Brazil's industrial production has dropped 4.7 percent over 12 months after slipping in March by 0.8 percent amid a sharp downturn in the world's seventh-largest economy, official figures showed Wednesday. Brazil is enduring a fifth straight year of low growth - last year saw GDP grow by just 0.1 percent and this year is set to see a contraction of around 1.0 percent, the Central Bank and International Monetary Fund agree.
The seasonally-adjusted decline for the first quarter of the year was 5.9 percent. "With the March 2015 result, industrial production is 11.2 percent below the record level reached in June 2013," the national statistical institute IBGE said. February saw industry contrac4.7 percent while machinery was down 3.8 percent and capital goods by 4.4 percent.
Durables slid 3.1 percent and consumer goods 1.1 percent, the figures showed in fresh negative data for a government already rocked by rising inflation, joblessness and interest rates as well as a huge graft scandal at state oil firm Petrobras. The local currency, the real, has also plunged, losing around a fifth of its value against the dollar this year. National statistical institute IBGE figures for February had shown a 9.1 percent output drop over the same month in 2014 for the biggest inter-annual fall in six years.

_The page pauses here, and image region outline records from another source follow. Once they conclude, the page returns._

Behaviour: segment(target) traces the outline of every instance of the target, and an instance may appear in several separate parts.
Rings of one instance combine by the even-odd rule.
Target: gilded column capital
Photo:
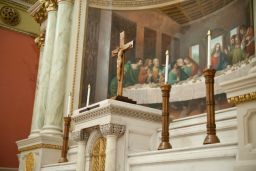
[[[125,133],[125,125],[112,123],[100,125],[100,132],[103,136],[116,135],[117,137],[120,137]]]
[[[40,35],[35,38],[35,43],[38,48],[43,47],[44,42],[45,42],[45,31],[41,32]]]
[[[90,134],[86,130],[75,131],[71,134],[74,141],[87,141]]]
[[[60,2],[70,2],[70,3],[73,3],[74,0],[57,0],[57,2],[58,3],[60,3]]]

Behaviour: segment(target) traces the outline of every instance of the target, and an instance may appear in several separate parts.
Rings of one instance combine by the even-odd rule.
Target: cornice
[[[32,6],[31,4],[23,3],[18,0],[1,0],[1,3],[6,5],[13,5],[15,8],[18,8],[22,11],[27,11]]]
[[[139,10],[160,8],[186,0],[90,0],[89,6],[112,10]]]
[[[17,29],[17,28],[11,27],[11,26],[3,25],[1,23],[0,23],[0,28],[4,28],[4,29],[7,29],[7,30],[11,30],[11,31],[15,31],[15,32],[18,32],[18,33],[22,33],[22,34],[31,36],[33,38],[36,38],[38,36],[35,33],[27,32],[27,31],[24,31],[24,30],[21,30],[21,29]]]
[[[123,117],[136,118],[140,120],[146,120],[150,122],[161,122],[161,115],[150,111],[135,110],[128,107],[119,106],[116,104],[108,104],[103,107],[98,107],[90,111],[83,112],[72,116],[72,120],[75,124],[93,120],[107,115],[118,115]]]

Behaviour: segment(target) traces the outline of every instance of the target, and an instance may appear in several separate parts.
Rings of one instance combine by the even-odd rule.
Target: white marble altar
[[[221,84],[237,106],[238,155],[235,171],[256,170],[256,73]]]
[[[89,171],[91,149],[95,141],[103,135],[111,135],[109,139],[111,148],[108,150],[112,151],[112,154],[115,147],[113,143],[116,143],[116,158],[118,160],[112,160],[111,166],[113,167],[115,161],[116,165],[110,170],[204,171],[207,169],[233,171],[238,151],[236,108],[216,112],[217,135],[221,140],[220,144],[203,145],[206,135],[206,114],[201,114],[173,120],[170,123],[170,142],[173,149],[157,151],[161,134],[160,122],[154,123],[143,118],[150,115],[159,117],[161,111],[113,100],[105,100],[100,104],[101,106],[90,111],[77,110],[73,116],[73,120],[76,122],[73,131],[75,134],[79,133],[79,130],[84,131],[88,128],[88,131],[91,131],[88,140],[84,141],[85,152],[82,152],[84,148],[81,148],[81,144],[74,145],[69,150],[69,163],[45,165],[43,171],[65,169],[73,171],[78,168],[78,163],[80,163],[80,167],[85,167],[85,170]],[[149,112],[148,115],[146,111]],[[120,132],[123,130],[120,127],[117,129],[119,131],[113,131],[113,129],[111,131],[109,125],[106,124],[108,122],[119,126],[120,124],[125,125],[124,134],[120,136]],[[107,129],[95,129],[93,125],[98,124]],[[112,134],[110,134],[111,132]],[[113,132],[116,133],[115,135],[119,135],[113,138]],[[80,136],[81,132],[77,135]],[[84,158],[81,158],[82,156]],[[110,157],[114,158],[115,155],[110,155]],[[85,166],[79,162],[81,159]]]

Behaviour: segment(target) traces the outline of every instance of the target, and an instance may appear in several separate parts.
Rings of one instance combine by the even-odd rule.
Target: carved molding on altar
[[[33,153],[26,155],[26,171],[33,171],[35,167],[35,159]]]
[[[72,132],[71,136],[74,141],[87,141],[90,134],[87,130],[83,129],[81,131]]]
[[[159,8],[166,5],[172,5],[185,0],[90,0],[90,6],[102,9],[113,10],[136,10]]]
[[[245,125],[245,146],[249,152],[254,152],[256,149],[256,142],[254,140],[255,134],[255,121],[256,121],[256,109],[248,110],[247,114],[243,117]]]
[[[62,146],[60,145],[54,145],[54,144],[34,144],[28,147],[20,148],[19,152],[25,152],[25,151],[31,151],[39,148],[48,148],[48,149],[56,149],[61,150]]]
[[[120,137],[125,133],[125,125],[112,123],[100,125],[100,132],[103,136],[116,135],[117,137]]]
[[[77,124],[85,120],[92,120],[109,114],[132,117],[151,122],[161,122],[161,115],[156,115],[155,113],[134,110],[131,108],[125,108],[112,104],[101,107],[100,109],[95,109],[94,111],[92,110],[89,112],[84,112],[81,115],[75,115],[73,116],[72,120],[75,122],[75,124]]]

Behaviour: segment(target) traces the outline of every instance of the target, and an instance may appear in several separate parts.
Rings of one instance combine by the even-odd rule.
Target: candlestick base
[[[126,102],[126,103],[132,103],[132,104],[137,103],[136,101],[129,99],[128,97],[125,97],[125,96],[114,96],[111,99]]]
[[[158,150],[166,150],[171,148],[172,148],[172,145],[169,142],[161,142],[159,144]]]
[[[219,143],[220,140],[217,137],[217,135],[207,135],[204,139],[204,145],[205,144],[215,144],[215,143]]]

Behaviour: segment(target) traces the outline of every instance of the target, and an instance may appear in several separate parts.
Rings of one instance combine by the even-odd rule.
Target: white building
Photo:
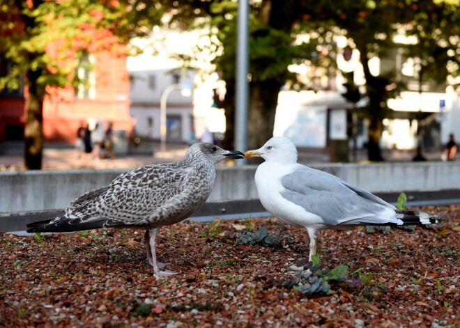
[[[202,34],[206,35],[206,31]],[[209,63],[210,54],[203,54],[199,62],[193,63],[194,66],[201,68],[200,72],[196,72],[181,70],[179,62],[171,58],[174,54],[192,54],[193,47],[196,45],[203,45],[203,42],[208,42],[208,39],[206,40],[199,31],[179,32],[158,29],[154,31],[151,40],[134,41],[136,45],[147,49],[143,54],[128,60],[128,69],[132,80],[131,115],[137,120],[135,129],[138,135],[151,139],[160,139],[160,98],[166,88],[178,82],[192,86],[194,92],[192,97],[185,97],[177,89],[168,96],[167,141],[186,142],[189,132],[192,130],[195,131],[198,139],[206,128],[214,132],[224,132],[224,111],[213,107],[213,90],[223,88],[223,82],[219,81],[217,74],[211,73],[213,68]],[[365,81],[359,53],[353,51],[346,60],[343,49],[346,45],[346,39],[339,37],[336,41],[339,68],[344,72],[353,71],[355,84],[364,86]],[[392,118],[384,120],[385,128],[381,141],[383,148],[413,149],[415,147],[415,118],[419,111],[427,118],[424,123],[429,125],[430,137],[437,139],[433,145],[428,146],[438,146],[445,143],[449,134],[452,132],[460,140],[460,100],[457,95],[440,91],[439,88],[434,92],[425,86],[420,98],[409,76],[411,72],[413,72],[410,60],[397,57],[397,54],[383,60],[374,58],[370,63],[373,75],[378,75],[381,72],[397,67],[400,74],[405,75],[412,84],[409,84],[412,88],[403,92],[400,98],[388,102],[388,106],[395,111],[395,115]],[[290,68],[300,74],[300,78],[311,79],[309,74],[312,68],[304,65]],[[171,74],[171,72],[176,75]],[[350,124],[350,115],[347,114],[346,109],[350,108],[351,104],[346,103],[341,95],[346,91],[342,86],[344,79],[339,72],[332,79],[326,78],[325,80],[324,77],[315,77],[319,84],[323,85],[323,91],[316,93],[280,92],[275,135],[289,136],[298,146],[319,148],[325,147],[327,141],[330,139],[348,139],[346,129],[347,124]],[[445,106],[440,107],[442,101]],[[438,114],[440,111],[440,114]],[[365,121],[358,130],[357,146],[360,148],[367,140]]]
[[[133,43],[145,49],[139,56],[129,57],[128,70],[131,78],[131,115],[136,118],[137,135],[158,140],[160,137],[160,100],[165,89],[176,84],[186,84],[192,90],[184,95],[175,88],[167,97],[167,141],[186,142],[190,132],[199,139],[206,128],[213,132],[225,130],[223,109],[213,107],[213,90],[221,86],[217,74],[210,71],[209,61],[194,63],[203,70],[183,70],[173,54],[192,54],[192,49],[202,42],[199,31],[179,32],[157,29],[149,40],[137,39]]]

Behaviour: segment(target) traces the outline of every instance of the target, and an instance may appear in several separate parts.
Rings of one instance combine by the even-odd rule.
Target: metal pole
[[[240,0],[238,8],[238,39],[236,47],[236,148],[247,150],[247,112],[249,104],[249,2]],[[243,165],[245,160],[236,161]]]
[[[171,91],[176,89],[181,89],[182,87],[183,84],[181,83],[168,86],[160,98],[160,150],[162,152],[166,151],[166,101]]]

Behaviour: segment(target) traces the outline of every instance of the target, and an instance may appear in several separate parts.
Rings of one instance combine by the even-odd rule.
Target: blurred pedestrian
[[[84,152],[84,127],[83,122],[80,122],[80,126],[77,130],[77,141],[75,142],[75,157],[78,159],[81,158]]]
[[[187,143],[188,143],[188,146],[192,146],[198,140],[197,140],[197,134],[195,133],[195,130],[193,127],[192,127],[190,131],[189,131],[188,134],[187,135]]]
[[[83,144],[84,146],[84,156],[90,157],[93,151],[91,144],[91,131],[89,130],[89,124],[86,123],[84,127]]]
[[[100,150],[102,141],[104,141],[104,125],[101,124],[101,122],[97,122],[94,126],[94,130],[91,132],[91,141],[94,145],[93,155],[95,159],[100,158]]]
[[[457,155],[457,150],[458,149],[458,146],[455,143],[454,139],[454,134],[451,133],[449,134],[449,142],[445,145],[444,148],[444,151],[443,152],[442,159],[443,161],[454,161],[455,155]]]
[[[110,159],[114,159],[115,158],[115,153],[114,152],[114,139],[112,122],[109,122],[107,128],[105,130],[102,147],[104,150],[102,151],[102,158],[105,158],[107,156],[109,156]]]

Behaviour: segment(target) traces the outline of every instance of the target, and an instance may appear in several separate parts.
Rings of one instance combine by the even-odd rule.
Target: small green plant
[[[398,210],[406,210],[405,204],[406,201],[407,196],[405,193],[401,192],[396,201],[396,208]],[[413,231],[415,228],[412,226],[403,226],[403,228],[409,231]],[[374,233],[377,231],[381,231],[383,235],[387,235],[390,233],[391,227],[390,226],[366,226],[366,232],[368,233]]]
[[[315,254],[312,256],[312,262],[313,262],[314,265],[319,265],[319,256]]]
[[[17,316],[19,318],[22,318],[26,314],[26,312],[27,312],[26,309],[22,309],[21,308],[19,310],[17,310]]]
[[[136,306],[132,312],[134,317],[146,317],[151,313],[151,304],[148,303],[141,303]]]
[[[206,224],[208,231],[201,232],[201,235],[202,237],[208,237],[210,239],[215,237],[222,230],[222,227],[220,227],[220,220],[215,220],[214,222]]]
[[[243,223],[245,224],[245,230],[246,230],[246,231],[250,231],[250,232],[254,231],[254,228],[250,221],[245,220],[243,221]]]
[[[406,210],[406,202],[407,201],[407,196],[405,193],[401,192],[398,196],[398,200],[396,202],[396,208],[398,210]]]
[[[40,244],[42,247],[45,247],[45,233],[35,233],[33,234],[33,237],[36,240],[40,242]]]
[[[236,237],[236,242],[240,245],[261,245],[266,247],[273,247],[279,244],[279,237],[273,234],[267,233],[267,230],[262,227],[257,229],[255,233],[251,231],[241,231]]]
[[[332,288],[339,286],[345,286],[348,278],[346,265],[339,265],[331,270],[321,270],[321,265],[314,265],[312,262],[299,261],[295,265],[297,267],[302,267],[296,274],[296,278],[286,279],[280,279],[275,282],[274,279],[267,279],[266,286],[271,287],[282,287],[293,288],[297,292],[308,295],[329,295]]]
[[[78,235],[80,236],[80,237],[86,237],[86,235],[88,235],[88,233],[89,233],[89,232],[88,232],[87,230],[84,230],[84,231],[80,231],[80,232],[78,233]]]

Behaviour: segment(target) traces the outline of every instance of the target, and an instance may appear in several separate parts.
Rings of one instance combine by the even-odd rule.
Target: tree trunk
[[[24,127],[25,149],[24,164],[26,170],[42,168],[43,152],[43,95],[39,91],[37,79],[41,70],[29,70],[26,74],[29,94],[26,98],[26,120]]]
[[[369,58],[367,58],[367,50],[365,44],[357,45],[360,51],[360,61],[362,65],[365,78],[366,79],[366,88],[367,89],[367,96],[369,97],[369,125],[367,143],[367,159],[371,162],[383,161],[382,157],[382,150],[380,148],[380,138],[383,132],[382,123],[383,109],[381,103],[383,95],[380,85],[381,81],[371,74],[369,68]]]
[[[223,107],[225,111],[225,136],[222,142],[224,149],[235,149],[235,80],[225,80],[225,98]],[[245,150],[238,150],[244,152]]]
[[[383,131],[383,125],[380,118],[372,116],[369,125],[369,142],[367,143],[367,159],[372,162],[384,161],[380,148],[380,137]]]
[[[247,133],[249,149],[261,147],[273,136],[275,115],[281,86],[281,83],[274,80],[250,84]]]

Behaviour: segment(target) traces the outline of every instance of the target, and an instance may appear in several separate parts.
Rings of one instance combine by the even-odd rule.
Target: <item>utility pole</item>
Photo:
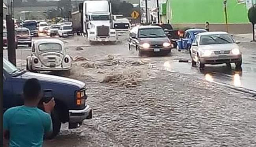
[[[14,34],[14,21],[12,16],[6,15],[6,29],[7,29],[7,46],[8,59],[13,65],[16,65],[16,53]]]
[[[156,7],[157,7],[157,19],[158,23],[160,23],[160,16],[159,15],[159,0],[156,0]]]
[[[145,6],[146,7],[146,22],[148,22],[148,0],[145,0]]]
[[[223,2],[223,4],[224,4],[224,12],[225,13],[225,21],[226,22],[226,31],[227,32],[228,32],[228,17],[227,14],[227,0],[224,0]]]

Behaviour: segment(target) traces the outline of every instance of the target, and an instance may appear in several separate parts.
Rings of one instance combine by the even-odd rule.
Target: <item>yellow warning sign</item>
[[[139,16],[139,13],[136,11],[134,11],[131,14],[131,16],[133,19],[137,19]]]

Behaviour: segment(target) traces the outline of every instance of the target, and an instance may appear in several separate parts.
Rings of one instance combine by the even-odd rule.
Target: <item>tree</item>
[[[252,40],[253,41],[255,41],[255,26],[256,24],[256,4],[254,4],[248,10],[248,18],[252,25]]]

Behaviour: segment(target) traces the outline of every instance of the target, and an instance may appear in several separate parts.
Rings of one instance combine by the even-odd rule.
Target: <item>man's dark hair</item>
[[[41,92],[41,85],[38,79],[35,78],[27,80],[23,87],[23,94],[25,100],[35,100]]]

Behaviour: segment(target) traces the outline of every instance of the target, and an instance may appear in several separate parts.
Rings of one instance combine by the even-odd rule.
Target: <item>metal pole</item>
[[[156,0],[156,7],[157,7],[157,19],[158,22],[160,23],[160,17],[159,16],[159,0]]]
[[[16,65],[16,53],[14,35],[14,21],[11,15],[6,15],[7,46],[8,59],[13,65]]]
[[[226,0],[224,0],[223,3],[224,4],[224,12],[225,12],[225,21],[226,22],[226,31],[227,32],[228,32],[228,17],[227,14]]]
[[[146,7],[146,22],[148,22],[148,0],[145,0],[145,6]]]

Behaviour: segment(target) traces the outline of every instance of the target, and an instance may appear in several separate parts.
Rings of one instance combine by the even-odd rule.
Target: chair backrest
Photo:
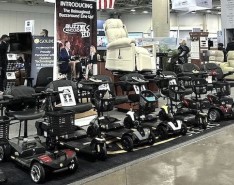
[[[203,71],[207,71],[208,73],[209,72],[212,72],[212,71],[215,71],[217,73],[217,76],[216,78],[218,80],[222,80],[223,79],[223,71],[222,69],[215,63],[206,63],[204,65],[201,66],[201,70]]]
[[[186,63],[181,66],[182,72],[193,72],[193,70],[200,71],[199,67],[196,64]]]
[[[128,37],[126,26],[120,19],[107,19],[104,24],[104,29],[108,43]]]
[[[208,51],[209,62],[224,62],[224,53],[221,50]]]
[[[43,67],[37,75],[36,87],[46,87],[53,80],[53,67]]]
[[[234,67],[234,51],[229,51],[227,54],[227,62],[230,67]]]
[[[36,107],[36,98],[32,96],[35,90],[32,87],[15,86],[6,94],[13,96],[13,99],[6,105],[7,110],[22,111],[25,108]]]
[[[74,93],[74,97],[76,99],[76,101],[78,102],[78,90],[76,87],[75,82],[71,81],[71,80],[55,80],[53,82],[50,82],[49,85],[47,86],[47,88],[50,88],[54,91],[58,91],[59,87],[65,87],[65,86],[71,86],[73,93]],[[59,95],[56,96],[55,98],[52,99],[52,101],[59,101]]]

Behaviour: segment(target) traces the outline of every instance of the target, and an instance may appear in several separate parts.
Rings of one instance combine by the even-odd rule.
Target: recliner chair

The institute indicated all major sectors of the economy had seen a drop in production. The industrial production index has been negative for 13 straight months - -3.5 percent in March, compared with forecasts of -3.0 percent, albeit better than February's slump with that month's showing partially influenced by having fewer working days. President Dilma Rousseff's leftist government has embarked on a course of modest austerity in an attempt to refloat the economy but has struggled to obtain the support of several allies in its governing coalition.